20 - 26 September 2013 #674

The films of Alfred Hitchcock

Sophia Pande

Sometimes this “Must See” column suffers due to a sheer lack of good, current films to review. During these fallow periods I do resort to reviewing the classics so that people have a chance to watch or re-watch all those spectacular films that they may have inadvertently missed or perhaps forgotten.

So it is in that spirit that I would like to revisit the brilliant and disturbing films of Alfred Hitchcock, that auteur who, while undeniably a formal genius, was also deeply and irreparably perverse, disturbed, and horrifyingly cruel to his leading ladies who are now memorably referred to as the “Hitchcock Blondes”.

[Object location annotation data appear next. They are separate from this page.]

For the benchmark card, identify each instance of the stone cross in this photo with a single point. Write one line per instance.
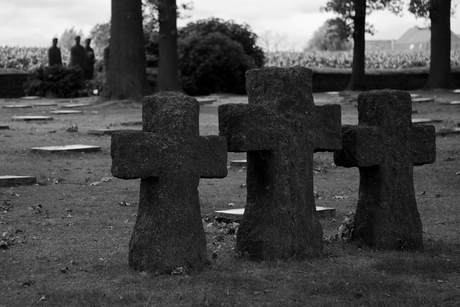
(280, 129)
(385, 146)
(170, 157)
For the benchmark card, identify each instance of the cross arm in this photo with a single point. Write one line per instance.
(211, 156)
(362, 147)
(135, 154)
(423, 144)
(328, 123)
(247, 127)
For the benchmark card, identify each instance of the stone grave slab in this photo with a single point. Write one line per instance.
(66, 112)
(64, 148)
(30, 98)
(76, 105)
(108, 131)
(238, 163)
(31, 118)
(132, 123)
(452, 103)
(280, 128)
(425, 121)
(204, 101)
(447, 131)
(44, 104)
(11, 181)
(423, 99)
(17, 106)
(385, 146)
(236, 215)
(170, 157)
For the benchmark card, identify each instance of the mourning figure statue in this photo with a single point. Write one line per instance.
(54, 54)
(106, 57)
(77, 54)
(90, 59)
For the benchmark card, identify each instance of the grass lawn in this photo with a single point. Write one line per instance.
(65, 240)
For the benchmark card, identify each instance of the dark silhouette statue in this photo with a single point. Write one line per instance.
(106, 57)
(54, 54)
(90, 59)
(77, 54)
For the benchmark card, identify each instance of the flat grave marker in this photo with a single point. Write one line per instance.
(132, 123)
(447, 131)
(11, 181)
(65, 148)
(66, 112)
(236, 215)
(31, 118)
(238, 163)
(425, 99)
(108, 131)
(44, 104)
(203, 101)
(425, 120)
(76, 105)
(452, 103)
(30, 98)
(17, 106)
(385, 146)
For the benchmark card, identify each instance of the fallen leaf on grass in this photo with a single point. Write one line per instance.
(28, 283)
(5, 206)
(125, 203)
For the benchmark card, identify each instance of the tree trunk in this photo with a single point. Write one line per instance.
(168, 65)
(127, 77)
(440, 72)
(357, 81)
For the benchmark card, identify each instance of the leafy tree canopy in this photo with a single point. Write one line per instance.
(422, 8)
(240, 33)
(330, 37)
(67, 39)
(346, 9)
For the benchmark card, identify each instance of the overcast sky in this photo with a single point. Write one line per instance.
(36, 22)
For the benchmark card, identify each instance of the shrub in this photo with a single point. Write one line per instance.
(240, 33)
(55, 81)
(213, 63)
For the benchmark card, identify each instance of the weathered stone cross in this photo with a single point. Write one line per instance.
(280, 129)
(385, 146)
(169, 156)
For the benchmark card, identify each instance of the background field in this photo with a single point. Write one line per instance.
(67, 237)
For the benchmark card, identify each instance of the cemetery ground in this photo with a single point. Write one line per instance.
(64, 241)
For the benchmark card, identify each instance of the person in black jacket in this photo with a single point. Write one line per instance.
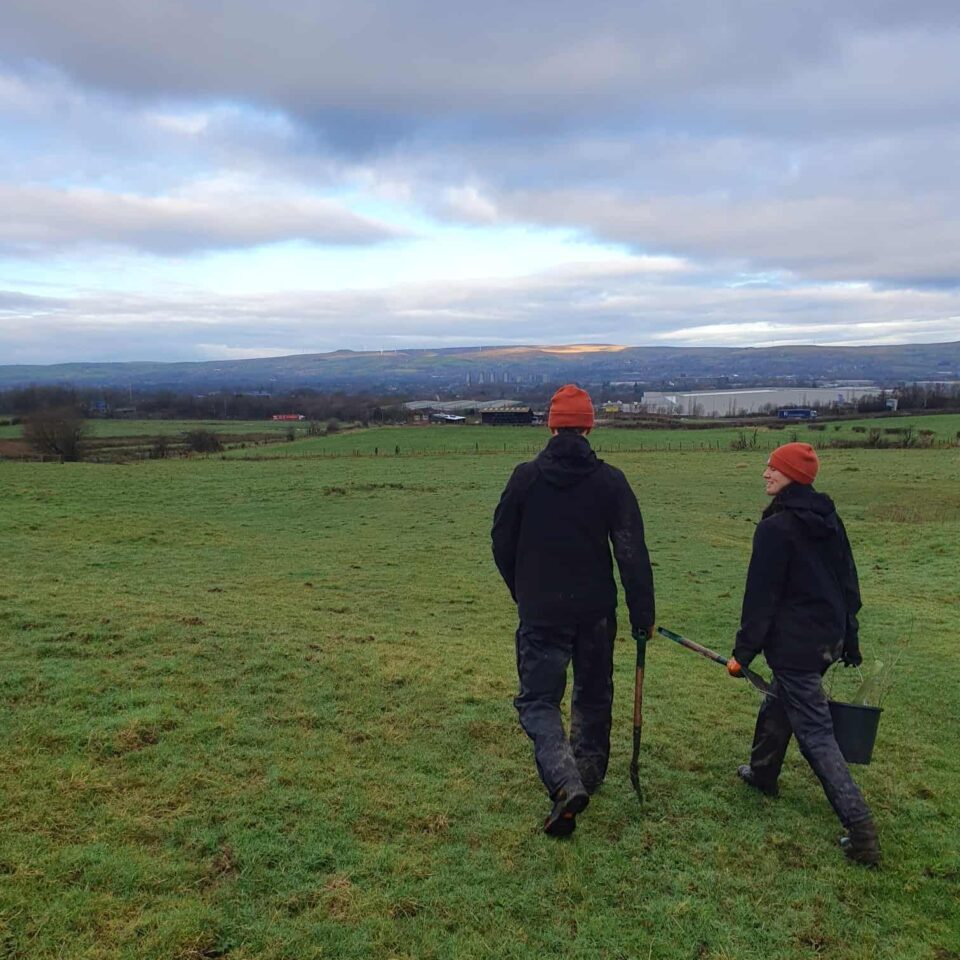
(551, 535)
(800, 610)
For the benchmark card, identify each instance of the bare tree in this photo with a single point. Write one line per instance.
(55, 431)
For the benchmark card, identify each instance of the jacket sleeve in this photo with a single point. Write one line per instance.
(851, 594)
(766, 579)
(633, 559)
(506, 528)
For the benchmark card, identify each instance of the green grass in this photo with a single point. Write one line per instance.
(263, 709)
(111, 429)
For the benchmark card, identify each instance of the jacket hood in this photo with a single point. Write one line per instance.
(816, 511)
(566, 460)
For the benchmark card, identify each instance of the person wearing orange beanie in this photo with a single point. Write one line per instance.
(800, 610)
(552, 532)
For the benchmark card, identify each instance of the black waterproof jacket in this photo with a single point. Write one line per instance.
(551, 538)
(802, 594)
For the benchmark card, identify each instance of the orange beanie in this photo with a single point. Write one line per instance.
(571, 407)
(798, 461)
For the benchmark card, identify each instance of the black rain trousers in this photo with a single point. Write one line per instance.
(799, 707)
(543, 655)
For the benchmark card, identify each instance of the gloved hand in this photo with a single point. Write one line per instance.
(851, 656)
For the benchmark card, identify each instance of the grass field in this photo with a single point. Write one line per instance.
(262, 709)
(109, 429)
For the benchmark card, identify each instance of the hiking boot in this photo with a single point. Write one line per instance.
(563, 817)
(746, 774)
(861, 844)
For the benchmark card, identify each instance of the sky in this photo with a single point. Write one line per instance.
(212, 179)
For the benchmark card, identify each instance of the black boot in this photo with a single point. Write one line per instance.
(563, 817)
(861, 844)
(746, 774)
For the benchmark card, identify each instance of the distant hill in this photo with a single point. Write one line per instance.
(473, 366)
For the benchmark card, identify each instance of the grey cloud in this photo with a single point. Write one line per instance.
(369, 73)
(626, 302)
(38, 220)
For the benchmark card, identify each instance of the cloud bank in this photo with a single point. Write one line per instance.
(794, 164)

Ingrid Bergman, Grace Kelly, Kim Novak, and Tippi Hedren were all his coveted leading ladies, in films such as Notorious (1946), Rear Window (1954), Vertigo (1958), The Birds (1963), and Marnie (1964). With their perfect, even features, coiffed blonde hair, and impeccable style these women were to become iconic in their portrayals of damaged women with perfect veneers, often objectified by their sadistic and misogynist lovers played by actors such as Cary Grant and Jimmy Stewart.

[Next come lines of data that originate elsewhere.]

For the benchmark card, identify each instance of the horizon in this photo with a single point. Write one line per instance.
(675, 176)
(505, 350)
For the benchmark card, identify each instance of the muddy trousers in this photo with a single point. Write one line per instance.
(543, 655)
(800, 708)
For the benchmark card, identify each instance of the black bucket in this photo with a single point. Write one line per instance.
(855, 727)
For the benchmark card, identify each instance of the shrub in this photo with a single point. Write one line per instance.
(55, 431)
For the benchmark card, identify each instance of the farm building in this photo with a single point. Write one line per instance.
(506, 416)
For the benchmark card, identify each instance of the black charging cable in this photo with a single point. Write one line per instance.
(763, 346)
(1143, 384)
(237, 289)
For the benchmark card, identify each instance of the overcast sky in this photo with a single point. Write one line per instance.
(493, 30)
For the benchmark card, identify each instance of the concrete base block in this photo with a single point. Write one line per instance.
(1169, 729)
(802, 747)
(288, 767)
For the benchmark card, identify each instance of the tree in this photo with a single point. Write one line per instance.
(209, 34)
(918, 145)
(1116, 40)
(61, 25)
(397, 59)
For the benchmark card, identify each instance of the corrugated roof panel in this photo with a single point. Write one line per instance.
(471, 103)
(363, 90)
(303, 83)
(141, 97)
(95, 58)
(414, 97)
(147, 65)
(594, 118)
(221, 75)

It is difficult to mention any one film that stands out in Hitchcock’s very prolific career – at least for me. While there have been instant classics like the four films mentioned above, there have also been a few lamentable misses, which I will leave you to decide for yourselves, since naming and discussing them would require a whole other column.

There are also the gems like Rebecca(1940), a gothic horror film adapted from that famous novel by Daphne Du Maurier starring Laurence Olivier (as Maxim de Winter) and Joan Fontaine (as his naïve and petrified wife) with Judith Anderson in an unforgettable role as the terrifying Mrs Danvers. There is also the taut and very creepy Rope (1948), which seems to take place as one long unraveling of a murder, without cuts, and with just a living room as the setting. Equally brilliant are films like Strangers on a Train (1951), Psycho (1960), and of course The Birds (1963).

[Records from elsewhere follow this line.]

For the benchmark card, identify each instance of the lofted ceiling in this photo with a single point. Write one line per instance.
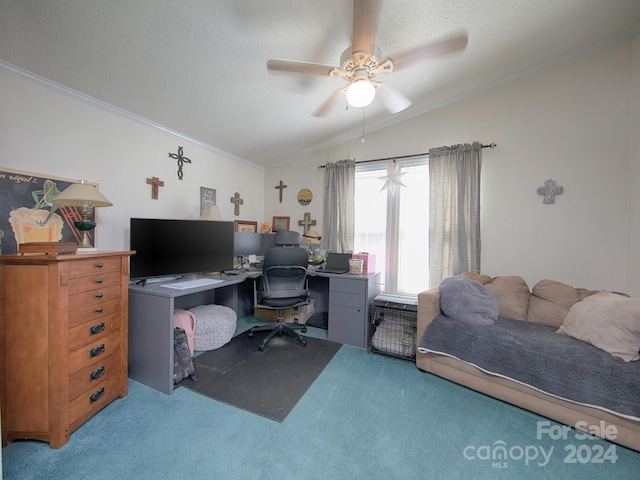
(198, 67)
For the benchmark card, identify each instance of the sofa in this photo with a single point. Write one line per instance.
(518, 368)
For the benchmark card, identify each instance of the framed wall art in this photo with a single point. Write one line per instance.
(207, 197)
(245, 226)
(27, 214)
(280, 223)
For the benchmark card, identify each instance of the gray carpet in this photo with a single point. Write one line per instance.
(267, 383)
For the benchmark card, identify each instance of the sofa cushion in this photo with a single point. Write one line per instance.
(550, 302)
(609, 321)
(512, 293)
(466, 300)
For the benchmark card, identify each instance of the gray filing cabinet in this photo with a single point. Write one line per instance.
(349, 299)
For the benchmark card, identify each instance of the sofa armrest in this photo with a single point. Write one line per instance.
(428, 309)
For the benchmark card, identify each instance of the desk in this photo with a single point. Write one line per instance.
(346, 298)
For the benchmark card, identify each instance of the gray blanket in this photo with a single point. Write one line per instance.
(536, 356)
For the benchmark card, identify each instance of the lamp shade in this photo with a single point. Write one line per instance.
(211, 213)
(360, 93)
(81, 194)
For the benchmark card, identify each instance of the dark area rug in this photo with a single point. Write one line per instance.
(267, 383)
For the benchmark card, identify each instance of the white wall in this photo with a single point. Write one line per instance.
(50, 133)
(570, 123)
(633, 246)
(576, 123)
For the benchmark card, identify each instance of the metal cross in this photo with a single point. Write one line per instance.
(280, 187)
(155, 182)
(307, 222)
(550, 190)
(237, 201)
(181, 161)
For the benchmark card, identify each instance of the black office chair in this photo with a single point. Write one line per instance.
(284, 279)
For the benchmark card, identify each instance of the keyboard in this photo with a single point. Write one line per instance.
(198, 282)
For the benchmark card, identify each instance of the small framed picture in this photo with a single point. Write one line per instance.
(245, 226)
(280, 223)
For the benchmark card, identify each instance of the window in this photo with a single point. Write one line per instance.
(395, 226)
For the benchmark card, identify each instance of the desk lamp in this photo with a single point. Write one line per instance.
(84, 197)
(211, 213)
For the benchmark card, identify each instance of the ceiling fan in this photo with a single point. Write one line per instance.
(361, 63)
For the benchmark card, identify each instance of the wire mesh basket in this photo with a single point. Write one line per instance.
(393, 321)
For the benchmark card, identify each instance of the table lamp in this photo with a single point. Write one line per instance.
(84, 197)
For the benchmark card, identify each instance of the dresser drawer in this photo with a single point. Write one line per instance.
(94, 375)
(94, 266)
(94, 311)
(93, 330)
(82, 284)
(93, 353)
(92, 400)
(91, 296)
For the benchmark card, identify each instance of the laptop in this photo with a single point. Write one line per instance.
(337, 263)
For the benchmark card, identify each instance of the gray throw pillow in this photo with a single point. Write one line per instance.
(466, 300)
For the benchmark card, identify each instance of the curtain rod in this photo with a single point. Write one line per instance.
(426, 154)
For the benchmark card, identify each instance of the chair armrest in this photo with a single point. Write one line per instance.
(428, 309)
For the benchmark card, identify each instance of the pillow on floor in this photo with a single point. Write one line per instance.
(466, 300)
(608, 321)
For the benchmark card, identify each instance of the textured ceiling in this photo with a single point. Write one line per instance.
(199, 67)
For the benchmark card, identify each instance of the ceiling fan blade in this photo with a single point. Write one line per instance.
(329, 104)
(442, 48)
(392, 99)
(299, 67)
(365, 25)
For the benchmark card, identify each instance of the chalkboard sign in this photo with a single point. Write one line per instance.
(27, 214)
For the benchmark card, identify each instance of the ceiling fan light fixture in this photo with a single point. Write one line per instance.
(360, 93)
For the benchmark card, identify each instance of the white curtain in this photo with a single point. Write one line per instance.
(339, 205)
(454, 210)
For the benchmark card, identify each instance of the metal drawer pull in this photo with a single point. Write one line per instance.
(97, 395)
(97, 373)
(97, 328)
(94, 352)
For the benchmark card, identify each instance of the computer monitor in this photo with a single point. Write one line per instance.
(166, 247)
(268, 241)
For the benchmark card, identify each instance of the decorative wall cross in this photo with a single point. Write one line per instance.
(237, 201)
(280, 187)
(181, 161)
(550, 190)
(306, 222)
(155, 182)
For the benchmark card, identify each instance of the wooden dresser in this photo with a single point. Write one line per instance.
(63, 341)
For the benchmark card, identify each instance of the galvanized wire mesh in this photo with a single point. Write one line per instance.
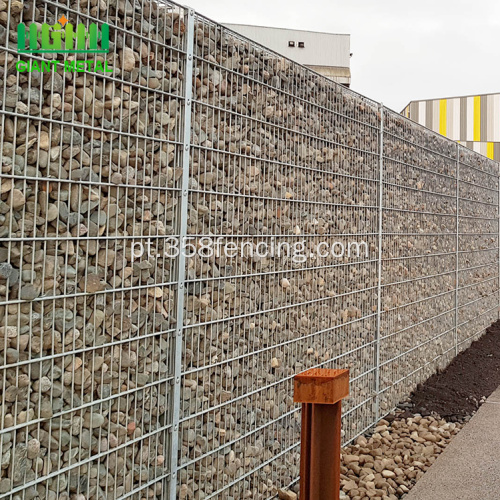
(129, 373)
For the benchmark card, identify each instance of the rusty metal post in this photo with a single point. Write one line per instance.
(320, 390)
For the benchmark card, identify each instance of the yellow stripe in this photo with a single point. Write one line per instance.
(442, 116)
(477, 118)
(490, 150)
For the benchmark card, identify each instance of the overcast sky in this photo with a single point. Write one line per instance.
(403, 50)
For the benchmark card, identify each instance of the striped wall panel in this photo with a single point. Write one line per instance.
(472, 120)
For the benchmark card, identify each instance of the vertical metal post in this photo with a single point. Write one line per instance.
(320, 390)
(181, 270)
(457, 243)
(379, 265)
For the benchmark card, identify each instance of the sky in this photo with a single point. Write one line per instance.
(402, 51)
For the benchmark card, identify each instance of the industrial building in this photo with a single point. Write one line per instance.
(326, 53)
(474, 120)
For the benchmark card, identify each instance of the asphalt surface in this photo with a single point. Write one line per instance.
(469, 468)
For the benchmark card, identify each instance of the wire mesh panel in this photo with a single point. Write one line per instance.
(419, 256)
(280, 157)
(478, 246)
(89, 188)
(189, 220)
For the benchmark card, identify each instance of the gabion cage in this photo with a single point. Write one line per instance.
(130, 370)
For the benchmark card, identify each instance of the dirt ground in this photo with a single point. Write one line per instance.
(460, 389)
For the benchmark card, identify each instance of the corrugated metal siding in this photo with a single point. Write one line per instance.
(472, 120)
(320, 49)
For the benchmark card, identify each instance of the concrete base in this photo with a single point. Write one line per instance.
(469, 468)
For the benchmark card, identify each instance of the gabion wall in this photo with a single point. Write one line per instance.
(137, 375)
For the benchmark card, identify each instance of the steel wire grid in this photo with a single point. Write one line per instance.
(145, 376)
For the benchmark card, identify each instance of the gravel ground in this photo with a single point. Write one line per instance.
(388, 463)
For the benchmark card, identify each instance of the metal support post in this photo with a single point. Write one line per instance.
(181, 270)
(379, 265)
(320, 390)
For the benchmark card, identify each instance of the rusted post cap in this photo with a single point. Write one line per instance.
(321, 386)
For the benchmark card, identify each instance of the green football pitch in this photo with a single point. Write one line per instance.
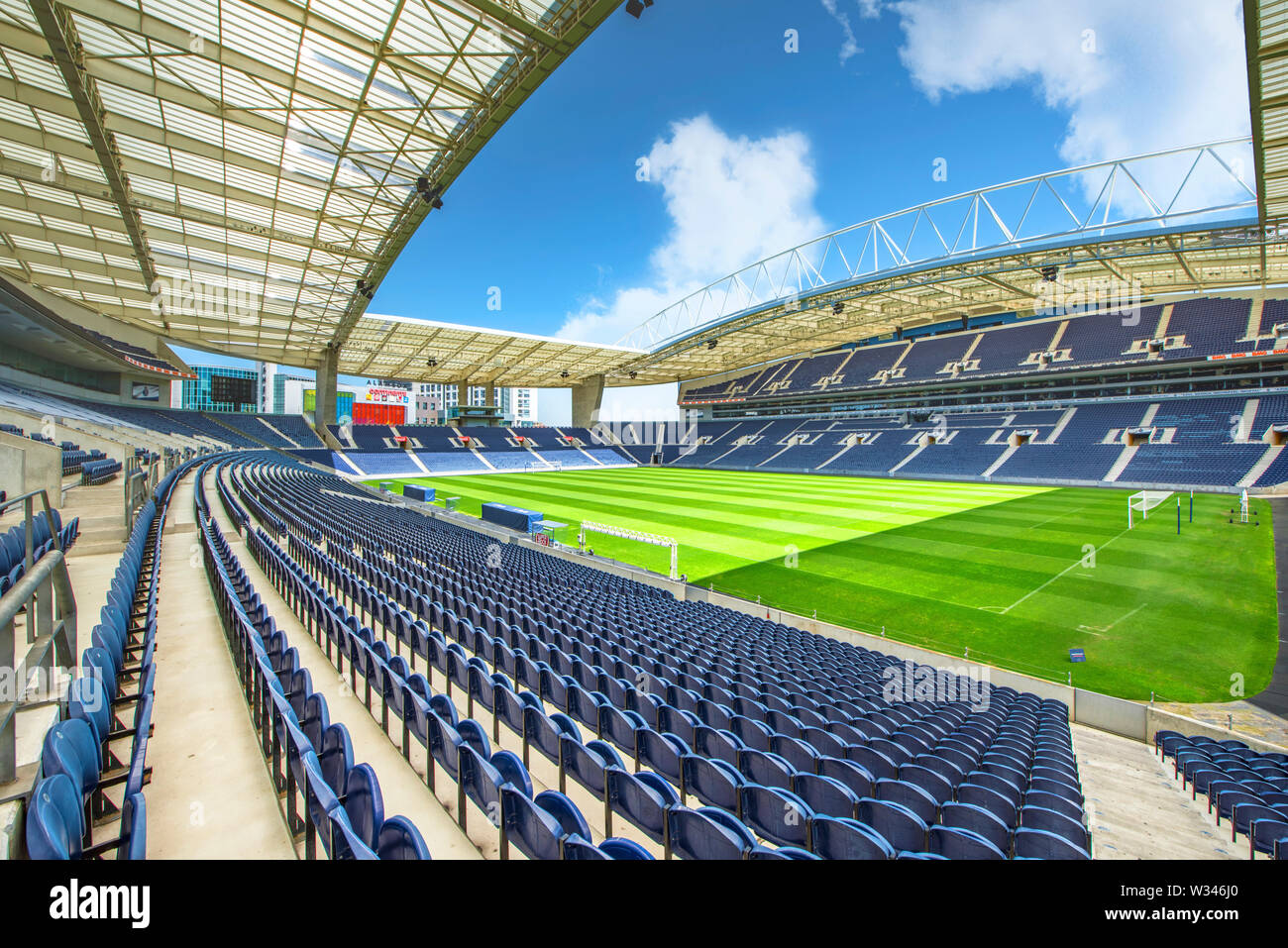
(1017, 575)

Perhaps the most astonishing aspect of these Hitchcock films is that more often than not, even the most “gimmicky” ones (like The Birds) still stand the test of time, horrifying us even 50 years later with their sheer perversity and intensity. Anyone who ever took a college level course on Hitchcock will testify to wanting to throw up everything in their system every time they re-watch James Stewart picking out clothes for Kim Novak in Vertigo as he tries to mould her to become his former dead lover, going to the extent of dying her dark hair platinum blonde.

The myth around Hitchcock, therefore, understandably, still persists. Recently there have been two biopics of him, both of which came out in 2012, titled The Girl and Hitchcock, neither of which are particularly intuitive. Still, at the end of your own Hitchcock marathon, you can watch them (but only at the end!) and so continue to speculate with your family and friends about the legacy left behind by this great but terribly strange man.